Une jeune fille qui aime, en Espagne, ne se résigne pas à subir sans se défendre la volonté d’un père. Mariane ne laisse pas disposer de sa main en faveur de Tartufe ; elle se garde pour Valère sans avoir besoin du secours de Dorine. Si on la trompe, elle ne se cache pas sous un déguisement, comme la Viola ou l’Hélène de Shakspeare, pour reconquérir à force de tendresse le cœur de son amant ; elle poursuit l’infidèle, non pas pour le ramener à elle, mais pour choisir l’heure de la vengeance et frapper à coup sûr.

La jalousie, voilà un des traits les plus frappans du caractère espagnol et, par suite, un des thèmes favoris du théâtre. Sur d’autres scènes on a peint des jaloux. Roxane fait tuer Bajazet dans un accès de jalousie, Néron est jaloux de Britannicus, Oreste jaloux de Pyrrhus, Hermione jalouse d’Andromaque.

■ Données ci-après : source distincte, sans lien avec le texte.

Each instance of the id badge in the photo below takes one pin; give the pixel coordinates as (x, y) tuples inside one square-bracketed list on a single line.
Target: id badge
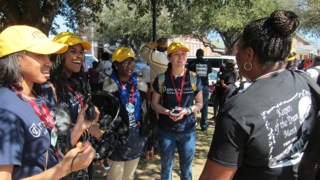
[(130, 108), (54, 136), (131, 117)]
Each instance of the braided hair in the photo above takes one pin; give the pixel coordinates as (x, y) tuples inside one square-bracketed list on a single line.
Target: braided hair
[(271, 37)]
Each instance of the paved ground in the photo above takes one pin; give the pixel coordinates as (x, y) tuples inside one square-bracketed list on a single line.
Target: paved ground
[(150, 170)]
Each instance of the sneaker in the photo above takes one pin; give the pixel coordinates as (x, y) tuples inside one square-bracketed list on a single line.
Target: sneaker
[(105, 165)]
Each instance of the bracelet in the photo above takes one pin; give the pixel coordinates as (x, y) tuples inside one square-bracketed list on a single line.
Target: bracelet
[(189, 110)]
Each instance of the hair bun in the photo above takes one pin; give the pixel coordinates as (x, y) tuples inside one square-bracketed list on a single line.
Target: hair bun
[(284, 22)]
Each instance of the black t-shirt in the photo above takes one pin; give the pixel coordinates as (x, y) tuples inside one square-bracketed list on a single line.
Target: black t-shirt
[(228, 76), (263, 130), (202, 68)]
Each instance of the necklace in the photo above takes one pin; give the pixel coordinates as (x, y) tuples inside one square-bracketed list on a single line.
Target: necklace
[(272, 73)]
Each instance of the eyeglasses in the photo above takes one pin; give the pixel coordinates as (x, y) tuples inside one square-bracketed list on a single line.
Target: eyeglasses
[(75, 52), (127, 63)]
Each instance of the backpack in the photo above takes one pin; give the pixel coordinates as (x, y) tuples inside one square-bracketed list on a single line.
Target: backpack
[(318, 70), (310, 162), (193, 80)]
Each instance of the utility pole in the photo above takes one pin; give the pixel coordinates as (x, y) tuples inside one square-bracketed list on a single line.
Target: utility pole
[(154, 20)]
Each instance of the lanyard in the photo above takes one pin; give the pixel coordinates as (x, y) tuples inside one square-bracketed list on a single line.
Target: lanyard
[(131, 98), (43, 114), (78, 95), (178, 96)]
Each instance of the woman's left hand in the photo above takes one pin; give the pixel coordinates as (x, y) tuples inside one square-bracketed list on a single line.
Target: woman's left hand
[(183, 112), (149, 154)]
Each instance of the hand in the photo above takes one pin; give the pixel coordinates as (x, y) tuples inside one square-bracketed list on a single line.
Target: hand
[(96, 131), (179, 116), (79, 157), (149, 154)]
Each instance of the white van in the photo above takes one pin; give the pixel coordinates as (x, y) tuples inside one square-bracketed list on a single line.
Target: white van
[(216, 62)]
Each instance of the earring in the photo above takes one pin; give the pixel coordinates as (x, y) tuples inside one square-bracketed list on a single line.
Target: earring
[(245, 66)]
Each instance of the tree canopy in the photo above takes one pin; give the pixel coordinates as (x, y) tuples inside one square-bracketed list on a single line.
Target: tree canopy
[(129, 22)]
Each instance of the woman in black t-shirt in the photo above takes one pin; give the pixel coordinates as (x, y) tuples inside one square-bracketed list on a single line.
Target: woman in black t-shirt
[(261, 133)]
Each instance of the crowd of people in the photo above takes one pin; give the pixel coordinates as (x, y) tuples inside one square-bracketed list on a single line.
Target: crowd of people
[(51, 128)]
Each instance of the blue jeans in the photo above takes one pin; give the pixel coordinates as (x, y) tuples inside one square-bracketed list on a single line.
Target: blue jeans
[(204, 110), (185, 143)]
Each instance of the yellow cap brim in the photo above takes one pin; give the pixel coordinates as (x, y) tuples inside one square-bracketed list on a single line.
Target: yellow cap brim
[(48, 47), (86, 45)]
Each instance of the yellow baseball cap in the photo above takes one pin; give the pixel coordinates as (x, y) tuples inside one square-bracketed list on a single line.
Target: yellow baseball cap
[(292, 55), (71, 39), (175, 46), (21, 37), (121, 54)]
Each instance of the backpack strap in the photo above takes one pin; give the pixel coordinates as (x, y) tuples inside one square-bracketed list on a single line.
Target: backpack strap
[(161, 78), (193, 80), (310, 163)]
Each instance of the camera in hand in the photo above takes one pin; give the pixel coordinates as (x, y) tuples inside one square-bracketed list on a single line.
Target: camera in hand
[(90, 112), (175, 112)]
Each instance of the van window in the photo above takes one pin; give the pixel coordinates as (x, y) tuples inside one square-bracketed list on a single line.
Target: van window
[(215, 61)]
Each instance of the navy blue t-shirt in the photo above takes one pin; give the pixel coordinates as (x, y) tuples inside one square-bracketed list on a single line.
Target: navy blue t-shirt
[(24, 137), (170, 102)]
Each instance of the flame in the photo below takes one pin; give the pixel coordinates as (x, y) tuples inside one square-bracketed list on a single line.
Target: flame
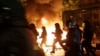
[(50, 36)]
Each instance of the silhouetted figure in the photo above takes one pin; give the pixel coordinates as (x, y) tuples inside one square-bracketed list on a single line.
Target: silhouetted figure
[(87, 36), (43, 36), (73, 40), (35, 32), (58, 32)]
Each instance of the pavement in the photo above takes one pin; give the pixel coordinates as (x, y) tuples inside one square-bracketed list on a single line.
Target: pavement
[(60, 52)]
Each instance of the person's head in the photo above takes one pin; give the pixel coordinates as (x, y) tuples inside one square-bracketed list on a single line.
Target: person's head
[(32, 25)]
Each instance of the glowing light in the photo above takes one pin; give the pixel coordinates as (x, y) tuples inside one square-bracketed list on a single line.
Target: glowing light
[(50, 36), (44, 21)]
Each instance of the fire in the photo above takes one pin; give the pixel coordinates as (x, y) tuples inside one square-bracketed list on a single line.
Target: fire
[(50, 35)]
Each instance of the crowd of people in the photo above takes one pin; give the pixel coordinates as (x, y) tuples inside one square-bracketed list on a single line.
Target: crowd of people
[(19, 38)]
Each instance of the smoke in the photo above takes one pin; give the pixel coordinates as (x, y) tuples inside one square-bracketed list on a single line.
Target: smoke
[(37, 9)]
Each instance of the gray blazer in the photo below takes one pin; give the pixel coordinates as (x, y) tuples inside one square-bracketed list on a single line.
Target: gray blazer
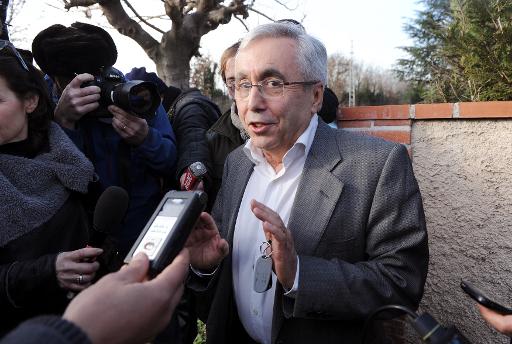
[(359, 230)]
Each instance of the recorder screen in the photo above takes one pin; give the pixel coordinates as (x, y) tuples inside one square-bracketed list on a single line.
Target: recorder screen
[(161, 227)]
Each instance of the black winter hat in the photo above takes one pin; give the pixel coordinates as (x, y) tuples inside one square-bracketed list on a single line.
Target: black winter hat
[(80, 48)]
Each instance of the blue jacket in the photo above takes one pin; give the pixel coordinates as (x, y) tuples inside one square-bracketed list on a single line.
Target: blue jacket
[(145, 166)]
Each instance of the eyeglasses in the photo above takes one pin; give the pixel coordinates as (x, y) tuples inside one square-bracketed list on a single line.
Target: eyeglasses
[(7, 44), (269, 88), (230, 84)]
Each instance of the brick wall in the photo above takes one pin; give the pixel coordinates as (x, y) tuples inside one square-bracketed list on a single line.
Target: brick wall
[(394, 122)]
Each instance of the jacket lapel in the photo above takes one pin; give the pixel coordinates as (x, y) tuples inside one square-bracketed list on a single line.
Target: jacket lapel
[(318, 192), (242, 171), (317, 195)]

Othello semble résumer en lui toutes les angoisses et toutes les fureurs de l’amour qui se croit trahi. Mais, dans Racine comme dans Shakspeare, le jaloux ne pense qu’à son amour. Othello ne voit que le vide et le désenchantement de sa vie, la confiance dans la sincérité des créatures humaines à tout jamais détruite, l’isolement qui l’attend après l’ivresse des jours heureux, désormais transformés en souvenirs amers. Hermione ne songe qu’à l’infidélité de Pyrrhus, à la douleur d’être trahie et abandonnée pour une rivale. Ce qu’il y a de particulier dans la jalousie espagnole, ce qui ne se retrouve pas ailleurs dans la peinture du même sentiment, c’est que le jaloux pense à son honneur plus qu’à son amour.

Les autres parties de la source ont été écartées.